In the creation of a performance and merit-based culture of work, a leader must push for openness, both openness of mind and of work. Criticism and counter-criticism that flirts with expression of opinion, emotions and sentiments must be curbed, preferably ‘nipped in the bud’. Pointing out gaps and failures with no actionable and plausible way forward is the challenge, when dealing with conflicting views between the various levels of management. Teams and team members react when confronted with doing things differently. The resistance to change becomes a predominant trait of response.
This attitude of unwillingness to look at things, systems and processes differently creates friction between people, teams, divisions and groups. It is in such scenarios that the leadership is called upon to demonstrate a pacific state of mind to be able to react with positivity. Many leaders, when facing contradiction, react rather impulsively and invariably very angrily. On the shop floor an angry leader, manager or supervisor is the ugliest person to look at. Anger waylays the inherent and intrinsic balance that Mother Nature bestows without distinction to all. Many a leader betrays his or her own management position by reacting in more than acceptable decibel levels. Managers must refrain from indulging in shouting matches, especially in the presence of others.
If leaders don’t train themselves to realise that what they know is not all of what they ought to know, they have to find faith in the advice and counsel of other people. To be able to seek out ‘help’ in either understanding or resolving issues is one of the primary qualities a leader has to possess. Anyone who considers applying the delusional principle of being indispensable or irreplaceable will eventually find himself deep in the woods of forgotten history.
Intellectual capital must remain inclusive of certain human traits that necessarily should be part of a persona to qualify as a leader. Managers or leaders generally waiver when things do not go according to plans or if they find resistance to their views. Instead of – they resort to use of positional power – this undue usage normally boomerangs in the face, especially if the strategy hasn’t met the litmus test of acceptability from across those who matter within the organisation.
Leadership calmness is not tested in calm waters; it is only when the tide is up, when the currents are high, the waters are choppy and the storm is brewing ferocious. The real mettle of a leader must come out when circumstances are not in consonance with the developed plans. It is only in these situations that the troops (team members) wish to see their leaders not flustered; not agitated; not using expletives and not losing the shirt – and if the leadership responds with serenity, victory is usually at hand. A nervous leader is most dangerous. The inability to choose between options and alternatives is the cause of many a decline and decay of well-known and established characters in history, both corporate and political. The ‘surrender’ made by troops in various periods of time is a reflection of such a state of mind of the leadership. The attack by the unforeseen renders weak those leaders who exhibit a personal weak resolve.
The display of anxiety and nervousness by a leader derobes the basic traits of leadership – the followers lose faith and trust in such leaders. In order to have in place committed leaders what is essential is to have an attitude of confidence, calm and courage. Any sign of tentativeness signals the beginning of a disarray in the level of trust between the team members. Courage in leadership must not be confused with adventurism or machoism. Both are inherently perilous characteristics to possess or be had in a leader, beyond a certain measure.
Politicians take the cake when it comes to losing all the serenity that is associated with an appealing leadership.
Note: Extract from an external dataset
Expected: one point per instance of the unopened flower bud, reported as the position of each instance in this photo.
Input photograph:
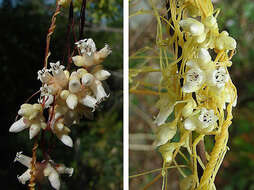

You have to watch them, say in the context of a press conference – should any question be of a nagging type they snap at the journalist, they berate them, display temper, anger, a frowning face, joined eyebrows and the rest – with some, those voices tend to quiver – what does that indicate? Lack of basic leadership quality. The pacific station must never be lost to either temptation or provocation.
Mature leadership pays a great deal of attention to details about how people are seen and perceived by others. Leadership means being firm and polite and certainly not the converse.
The writer is a Senior Banker & Freelance Columnist.